Philip, Not sure if I agree with u on Turkey's role or what is the agenda and outcome here...but I think Assad and his regime are destroying Syria by being such fools...it seems like it is what the west want for unknown reasons, mainly to keep the region on fire...the regime is and was so predictable, so either Assad fell into the trap and is doing exactly what was needed, or he is just collaborating and accepting to play this role...same thing that Khadafi did earlier or what Saddam did when he went into Kuwait exactly 20 years ago...the US and the markets need a big war to get out of the disastrous global economical situation, but I hope I am wrong and it is just little war games that are contained like July 2006! God Help Syria and the Syrians!

playwrighter said...

It's not that the regime is predictable, Anon. It's that Bashar has so few options. Syria's not rich, its weaponry is old, its mindset is still in the 50's. Things are happening so fast, it must be a blur for him.

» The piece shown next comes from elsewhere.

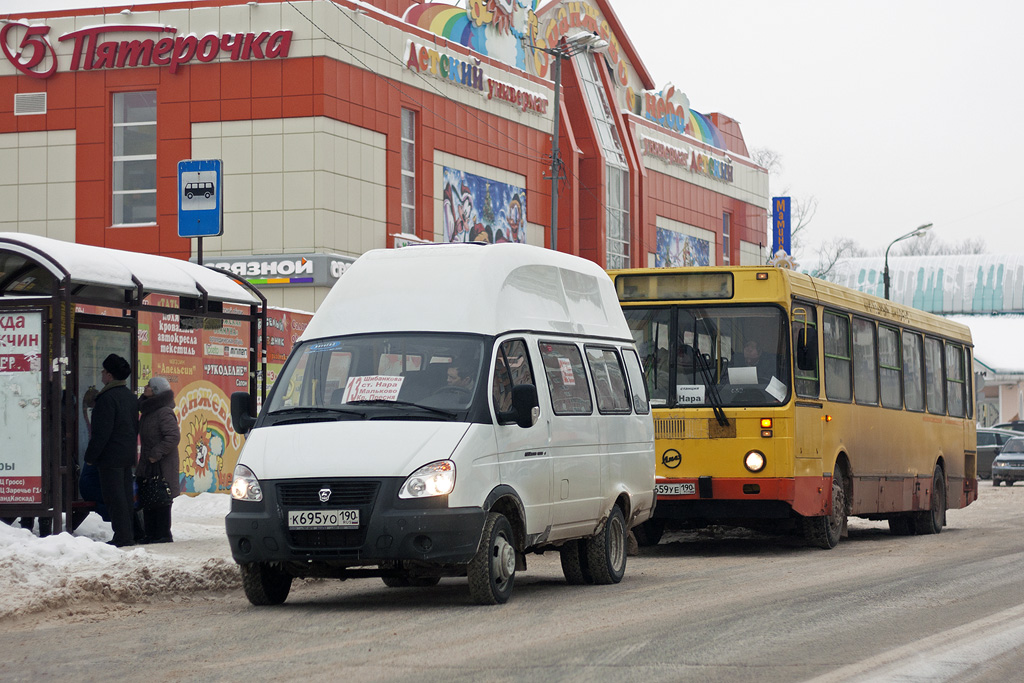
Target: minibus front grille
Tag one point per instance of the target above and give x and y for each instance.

Philip the Arab is right. Bashar should quit. But he won't...

Philip I said...

Anon & playwriter, thank you for your comments.

At the risk of over-simplifying 41 years of the Assad clan rule, Assad senior offered the West stability in Syria and relative calm in the Golan in return for hegemony over Lebanon, which the regime plundered for decades so it could buy off the loyalty of its Alawite clan and feed its vast security machine. It has had to maintain a strong alliance with Iran for its own protection but in return Iran expected the regime to deliver Lebanon to it on a plate, hence the rise of Hizbullah.

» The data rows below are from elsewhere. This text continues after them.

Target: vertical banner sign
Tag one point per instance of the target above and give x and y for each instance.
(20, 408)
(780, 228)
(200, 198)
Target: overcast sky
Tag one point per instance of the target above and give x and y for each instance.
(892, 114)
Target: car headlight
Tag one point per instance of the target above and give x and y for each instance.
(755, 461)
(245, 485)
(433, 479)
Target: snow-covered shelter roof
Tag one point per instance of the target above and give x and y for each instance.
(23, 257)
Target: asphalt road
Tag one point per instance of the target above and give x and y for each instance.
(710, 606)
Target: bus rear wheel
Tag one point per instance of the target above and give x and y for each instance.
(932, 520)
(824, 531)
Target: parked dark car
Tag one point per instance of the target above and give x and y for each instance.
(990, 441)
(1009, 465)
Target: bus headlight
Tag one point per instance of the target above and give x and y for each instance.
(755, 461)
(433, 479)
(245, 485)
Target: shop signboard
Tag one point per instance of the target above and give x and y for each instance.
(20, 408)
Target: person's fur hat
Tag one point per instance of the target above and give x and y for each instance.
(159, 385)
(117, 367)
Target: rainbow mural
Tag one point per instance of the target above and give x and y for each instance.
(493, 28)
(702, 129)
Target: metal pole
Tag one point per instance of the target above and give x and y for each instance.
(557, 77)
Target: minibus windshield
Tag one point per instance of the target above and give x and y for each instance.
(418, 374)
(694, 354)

The victims in all of this have been the Lebanese first and Syrian people second. Oppression and corruption has increased dramatically since the Syrian army had to withdraw from Lebanon. As you say playwriter, Syria is not rich, so dog eats dog. The economy is now collapsing around Assad's ears and sooner or later his security machine will implode. Foreign intervention is highly likely if the country descends into chaos and Turkey would no doubt play a key role in such an intervention.

RT said...

Dear Philip,

I have read a few of your posts and I like the intelligence I see behind them. One point that seems to emanate through your posts is some sort of Alawite hate. Now I don't want to rush to conclusions and I didn't have enough time to read some of your earlier posts. So can you give your opinion on them?

RT

Philip I said...

RT

Not sure when you posted your comment and I've been offline for a while, so apologies for the late response.

As late as the 1970s, Alawite villagers were still selling their daughters as child maids to wealthy middle-class Sunni and Christian families in the larger cities. Most lived in abject poverty and some still do today. The Assad clan have done a great deal to redress the balance for a significant proportion of Alawites but have gone too far, especially in the last 15 years.

I certainly do not hate the Alawites or any religious or ethnic community in Syria.

Today, the Alawites who control the country's security apparatus and economy are their own worst enemy. The inner circle is stubborn, cruel and suicidal. I hate what they are doing to the country and if I could I would lock them all up in Arwad Castle for a few years then feed them to the fish.